A novel DEE syndrome was recently linked to changes in the Eukaryotic Initiation Factor 4A2 (EIF4A2) gene, according to research from the labs of Dr Hsiao-Tuan Chao, assistant professor at Baylor College of Medicine (BCM) and investigator at the Jan and Dan Duncan Neurological Research Institute (Duncan NRI) at Texas Children’s Hospital, and Dr Pankaj Agrawal, professor at Harvard Medical School and Boston Children’s Hospital.

The new finding, which was reported in the American Journal of Human Genetics, offers the first experimental proof that changes affecting EIF4A2 are causal in human disease.

Identifying individuals with a new neurodevelopmental disorder

A virtual tool called MatchMaker Exchange, which was introduced in 2013 to act as an integrated platform for clinicians and researchers all over the world to exchange phenotypic and genotypic data and significantly speed up genomic discovery, enabled the study’s international collaboration.

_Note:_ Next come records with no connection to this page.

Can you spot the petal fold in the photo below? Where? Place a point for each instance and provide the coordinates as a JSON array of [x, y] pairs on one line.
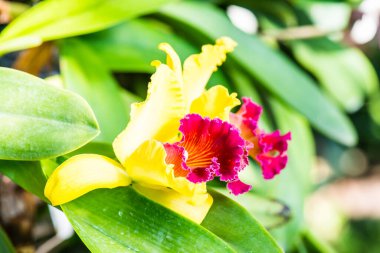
[[147, 165], [198, 68], [155, 118], [215, 103], [81, 174]]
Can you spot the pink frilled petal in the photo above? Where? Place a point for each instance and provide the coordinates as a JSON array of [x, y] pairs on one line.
[[214, 148], [269, 150], [273, 157], [177, 156], [238, 187]]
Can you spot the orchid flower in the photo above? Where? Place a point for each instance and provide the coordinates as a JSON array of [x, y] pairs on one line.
[[179, 138]]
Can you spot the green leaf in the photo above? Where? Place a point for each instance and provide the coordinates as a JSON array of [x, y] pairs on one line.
[[120, 51], [55, 19], [273, 70], [121, 220], [28, 175], [344, 72], [5, 243], [270, 212], [293, 184], [39, 121], [236, 226], [124, 221], [83, 72]]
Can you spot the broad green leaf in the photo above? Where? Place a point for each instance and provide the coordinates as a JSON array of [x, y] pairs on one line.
[[236, 226], [128, 222], [5, 243], [270, 68], [270, 212], [131, 46], [83, 73], [28, 175], [122, 53], [293, 184], [55, 19], [344, 72], [121, 220], [39, 121]]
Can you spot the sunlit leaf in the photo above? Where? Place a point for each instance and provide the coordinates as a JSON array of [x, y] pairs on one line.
[[83, 72], [270, 212], [38, 121], [127, 222], [28, 175], [121, 220], [344, 72], [235, 225], [294, 183], [271, 68], [5, 243], [55, 19]]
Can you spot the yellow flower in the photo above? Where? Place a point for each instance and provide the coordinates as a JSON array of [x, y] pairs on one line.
[[146, 148]]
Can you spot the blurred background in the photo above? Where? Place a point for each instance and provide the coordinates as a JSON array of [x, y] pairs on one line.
[[314, 65]]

Using this tool, Dr Anna Duncan, an instructor in Dr Agrawal’s lab and co-first author of the study, identified about 15 individuals from 14 families who had structural changes in the brain (as observed by MRI imaging) and similar clinical presentations comprising global developmental delays, poor muscle tone, speech impairments, and epilepsy. They found these individuals carried extremely rare spontaneous mutations in one or both copies of EIF4A2.

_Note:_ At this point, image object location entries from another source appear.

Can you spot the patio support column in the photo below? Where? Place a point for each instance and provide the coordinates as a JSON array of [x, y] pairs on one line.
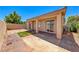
[[59, 26], [36, 26], [31, 25], [28, 26]]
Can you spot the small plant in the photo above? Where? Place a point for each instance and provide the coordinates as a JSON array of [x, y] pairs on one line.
[[24, 33]]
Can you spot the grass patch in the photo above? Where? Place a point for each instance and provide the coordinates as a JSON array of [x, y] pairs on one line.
[[24, 33]]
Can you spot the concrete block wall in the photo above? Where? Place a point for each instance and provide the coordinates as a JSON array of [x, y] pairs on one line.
[[15, 26]]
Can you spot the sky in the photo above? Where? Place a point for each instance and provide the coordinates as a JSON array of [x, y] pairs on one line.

Dr Hsiao-Tuan Chao, Assistant Professor, Baylor College of Medicine

A protein called an ATP-dependent RNA helicase, which is produced by the EIF4A2 gene, controls the ribonucleic acid’s three-dimensional (3D) structure (RNA). All tissues express the EIF4A2 protein, which controls how proteins are translated.

It is a member of the DEAD-box family, a collection of 50 closely related proteins, many of which control protein translation, a critical molecular mechanism that transforms messenger RNAs into the corresponding proteins. EIF4A2 has been linked to intellectual disability in previous studies and has been implicated as being essential for brain development.

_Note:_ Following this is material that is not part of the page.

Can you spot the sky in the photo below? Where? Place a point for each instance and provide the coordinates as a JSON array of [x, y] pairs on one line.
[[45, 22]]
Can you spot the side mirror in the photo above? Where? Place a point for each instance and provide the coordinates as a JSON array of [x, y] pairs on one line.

Using fruit flies to understand how mutations in elF4A cause this syndrome

Study co-first author Dr Maimuna Sali Paul, a postdoctoral fellow in the Chao lab, and Dr Chao meticulously examined human EIF4A2 variants and its fruit fly counterpart, elF4A, with which it shares significant sequence similarity, to determine whether these gene variants are accountable for the neurological symptoms seen in these patients.

They discovered four variations of EIF4A2 that affected conserved residues in the fly gene eIF4A and were predicted to affect the human EIF4A’s 3D structure and its interaction with RNA by molecular modeling data.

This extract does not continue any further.